Rewriting project history for fun and profit
Cleaning up the version history of various firmware projects
Our Front panel adapter project started out as two separate programs:
The two were combined into a MikroBasic implementation of a front panel with a setup menu sometime around 2007, and the result was used on a minor variant of the RFG, then front panel development was largely suspended.
Later in about 2014-2015 development of the standard RFG firmware resumed. A key development was the introduction of the "enhanced" front panel adapter, which enabled the addition of further controls without the need to redesign the main Analogue Controller PCB. Around this time the code base was line-for-line translated from Basic to C.
The process of translating the code was slow but surprisingly straightforward, apart from some unfortunate differences in the way source modules are managed.
After the code base was converted from Basic to C the project was placed under a revision control using the "git" revision control system.
Prior to the use of git each major development had been retained by storing a copy of the entire project in a suitably named folder, but minor development stages were simply overwritten. The only way to really track the development path was through a large comment block at the beginning of the main section.
Revision control retains the history of the project as a series of date-stamped steps called "commits". At any time the project may be "rewound" to an earlier commit and that version tested, avoiding the need to duplicate the entire workspace. In addition it is possible to maintain parallel versions to support development in multiple directions that may later be reconciled with a "merge".
In short Revision control gives us a really deep "undo" capability and the ability to return to past versions. It also grants the designer the freedom to take development in multiple directions and reconcile them later.

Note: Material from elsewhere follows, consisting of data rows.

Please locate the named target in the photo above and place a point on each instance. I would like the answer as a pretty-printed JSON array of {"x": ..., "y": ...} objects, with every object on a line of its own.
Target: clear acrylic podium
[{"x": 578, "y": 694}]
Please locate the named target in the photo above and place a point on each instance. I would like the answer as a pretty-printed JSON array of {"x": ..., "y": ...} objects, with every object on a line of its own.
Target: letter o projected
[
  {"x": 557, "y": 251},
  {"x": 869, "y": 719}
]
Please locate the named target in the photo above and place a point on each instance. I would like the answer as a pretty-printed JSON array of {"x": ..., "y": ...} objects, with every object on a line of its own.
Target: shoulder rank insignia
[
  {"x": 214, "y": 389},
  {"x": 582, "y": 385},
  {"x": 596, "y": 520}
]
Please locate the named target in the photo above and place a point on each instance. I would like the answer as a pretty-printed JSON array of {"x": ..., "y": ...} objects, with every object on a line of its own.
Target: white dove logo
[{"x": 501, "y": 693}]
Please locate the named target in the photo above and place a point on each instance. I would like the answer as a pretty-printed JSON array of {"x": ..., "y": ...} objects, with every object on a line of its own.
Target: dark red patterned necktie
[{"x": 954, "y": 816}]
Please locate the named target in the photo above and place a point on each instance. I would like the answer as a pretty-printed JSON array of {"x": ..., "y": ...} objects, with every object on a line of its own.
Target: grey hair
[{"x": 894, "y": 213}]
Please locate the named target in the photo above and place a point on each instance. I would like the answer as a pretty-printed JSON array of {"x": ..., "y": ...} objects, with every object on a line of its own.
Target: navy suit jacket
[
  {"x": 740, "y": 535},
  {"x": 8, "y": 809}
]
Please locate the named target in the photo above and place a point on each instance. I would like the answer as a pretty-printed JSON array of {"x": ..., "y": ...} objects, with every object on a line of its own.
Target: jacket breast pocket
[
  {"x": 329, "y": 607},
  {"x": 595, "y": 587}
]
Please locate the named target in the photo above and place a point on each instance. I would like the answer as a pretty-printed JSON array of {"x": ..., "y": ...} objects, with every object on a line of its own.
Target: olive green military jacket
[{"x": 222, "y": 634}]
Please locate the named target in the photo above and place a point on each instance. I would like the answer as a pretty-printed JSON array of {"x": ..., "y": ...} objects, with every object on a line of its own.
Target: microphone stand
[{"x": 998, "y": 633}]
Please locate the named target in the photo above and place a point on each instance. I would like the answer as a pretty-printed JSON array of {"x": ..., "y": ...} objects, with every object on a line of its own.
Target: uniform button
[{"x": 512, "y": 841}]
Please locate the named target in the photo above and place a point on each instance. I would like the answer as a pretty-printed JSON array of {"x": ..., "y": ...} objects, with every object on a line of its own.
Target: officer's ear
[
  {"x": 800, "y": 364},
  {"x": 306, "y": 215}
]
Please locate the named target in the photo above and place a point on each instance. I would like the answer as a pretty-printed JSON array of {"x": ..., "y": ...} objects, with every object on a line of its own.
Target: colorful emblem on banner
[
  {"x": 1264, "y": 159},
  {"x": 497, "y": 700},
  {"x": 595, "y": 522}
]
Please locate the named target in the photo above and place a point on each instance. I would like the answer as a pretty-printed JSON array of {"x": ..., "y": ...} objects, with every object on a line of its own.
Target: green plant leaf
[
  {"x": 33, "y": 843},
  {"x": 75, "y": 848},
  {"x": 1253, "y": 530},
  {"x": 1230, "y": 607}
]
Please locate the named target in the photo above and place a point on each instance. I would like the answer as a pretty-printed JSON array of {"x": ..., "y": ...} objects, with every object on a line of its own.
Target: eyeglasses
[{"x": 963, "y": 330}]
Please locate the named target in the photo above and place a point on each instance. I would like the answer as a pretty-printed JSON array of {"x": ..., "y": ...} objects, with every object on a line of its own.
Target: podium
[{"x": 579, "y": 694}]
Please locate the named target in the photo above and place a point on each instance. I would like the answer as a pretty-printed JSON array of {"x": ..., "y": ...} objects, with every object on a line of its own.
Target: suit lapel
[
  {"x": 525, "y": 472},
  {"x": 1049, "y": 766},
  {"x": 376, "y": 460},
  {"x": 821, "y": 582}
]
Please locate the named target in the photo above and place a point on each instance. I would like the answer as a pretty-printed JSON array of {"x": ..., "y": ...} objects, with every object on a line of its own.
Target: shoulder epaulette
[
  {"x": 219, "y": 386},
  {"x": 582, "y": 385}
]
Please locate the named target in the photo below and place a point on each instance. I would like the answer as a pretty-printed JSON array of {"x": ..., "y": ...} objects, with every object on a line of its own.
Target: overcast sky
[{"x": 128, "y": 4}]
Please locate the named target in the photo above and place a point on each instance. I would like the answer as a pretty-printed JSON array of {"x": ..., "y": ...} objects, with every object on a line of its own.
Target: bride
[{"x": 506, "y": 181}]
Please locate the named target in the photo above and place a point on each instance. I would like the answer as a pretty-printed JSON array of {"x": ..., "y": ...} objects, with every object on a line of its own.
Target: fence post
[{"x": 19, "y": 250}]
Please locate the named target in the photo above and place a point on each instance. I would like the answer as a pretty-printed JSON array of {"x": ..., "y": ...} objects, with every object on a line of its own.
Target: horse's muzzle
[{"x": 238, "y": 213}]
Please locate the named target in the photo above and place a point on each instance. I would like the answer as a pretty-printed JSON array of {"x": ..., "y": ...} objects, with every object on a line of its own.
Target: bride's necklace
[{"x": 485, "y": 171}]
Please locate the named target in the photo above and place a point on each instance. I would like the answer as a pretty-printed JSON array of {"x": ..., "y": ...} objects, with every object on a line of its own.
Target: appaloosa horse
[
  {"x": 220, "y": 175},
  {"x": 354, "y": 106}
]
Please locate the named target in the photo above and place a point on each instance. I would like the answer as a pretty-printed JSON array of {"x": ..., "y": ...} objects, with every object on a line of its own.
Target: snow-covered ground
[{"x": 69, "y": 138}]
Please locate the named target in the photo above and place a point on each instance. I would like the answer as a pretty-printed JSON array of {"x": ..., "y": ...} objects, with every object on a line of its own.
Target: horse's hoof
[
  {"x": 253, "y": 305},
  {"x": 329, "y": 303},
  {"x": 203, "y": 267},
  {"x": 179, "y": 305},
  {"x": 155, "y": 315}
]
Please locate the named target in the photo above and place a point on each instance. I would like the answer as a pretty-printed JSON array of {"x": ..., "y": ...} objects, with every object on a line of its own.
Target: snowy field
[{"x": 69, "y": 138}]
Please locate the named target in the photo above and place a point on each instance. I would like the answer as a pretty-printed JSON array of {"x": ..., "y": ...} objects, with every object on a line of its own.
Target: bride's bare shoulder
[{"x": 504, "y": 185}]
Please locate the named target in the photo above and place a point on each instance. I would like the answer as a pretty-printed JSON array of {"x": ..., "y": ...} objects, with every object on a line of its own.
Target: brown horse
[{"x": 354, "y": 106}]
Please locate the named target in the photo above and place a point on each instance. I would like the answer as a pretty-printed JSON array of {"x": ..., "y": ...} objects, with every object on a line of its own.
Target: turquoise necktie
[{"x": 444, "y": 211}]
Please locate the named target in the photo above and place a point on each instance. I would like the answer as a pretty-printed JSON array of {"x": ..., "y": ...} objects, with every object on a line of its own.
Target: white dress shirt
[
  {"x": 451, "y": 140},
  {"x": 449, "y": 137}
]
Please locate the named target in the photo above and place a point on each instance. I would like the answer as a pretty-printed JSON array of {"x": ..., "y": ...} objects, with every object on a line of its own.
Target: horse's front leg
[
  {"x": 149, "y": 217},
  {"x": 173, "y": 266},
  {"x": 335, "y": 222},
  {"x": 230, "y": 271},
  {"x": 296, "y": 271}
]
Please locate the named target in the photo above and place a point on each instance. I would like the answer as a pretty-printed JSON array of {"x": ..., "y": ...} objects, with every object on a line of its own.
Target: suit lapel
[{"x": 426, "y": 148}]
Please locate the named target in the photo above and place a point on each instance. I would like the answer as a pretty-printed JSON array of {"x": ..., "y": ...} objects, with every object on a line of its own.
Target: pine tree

With more organisation it allows multiple team members to work on the same project separately and simultaneously, then combine their work at a later date.
Due to inexperience and learning-by-doing the early project history of the front panel is slightly broken. In particular a significant number of files are in the history that should have been excluded. In addition the first four commits are incomplete, and do not contain all the required source files. By about the fifth commit the project is complete, containing all required source and configuration files, but at this point still also containing unwanted intermediate (non-source) files.
It isn't possible to simply edit the history directly, as each commit "depends" on the previous one with strong integrity-checking. Git uses a system that resembles a blockchain. This is excessive for a one-user RCS but essential to shared Git projects.
A "rebase" operation allows us to create an alternative history and apply all subsequent changes to that history, leaving us with a new chain of commits almost identical to the original but with the alterations we specify.
Typically the original history will be retained until a garbage collection operation removes it, unless the original history is still referenced somewhere. My preference is to "name" the old history so it is retained, then run comparisons between the old and the new history. This is critical as "rebase" is one of the few operations in GIT with potentially irreversible consequences.
MPLAB X Project file structure:
Project root contains source code, an editable "Makefile" and the ".gitignore" and ".gitattributes" configuration files
Note that some developers prefer to put source code in a subfolder. At this time I consider it a personal preference, though in some environments it may be mandatory.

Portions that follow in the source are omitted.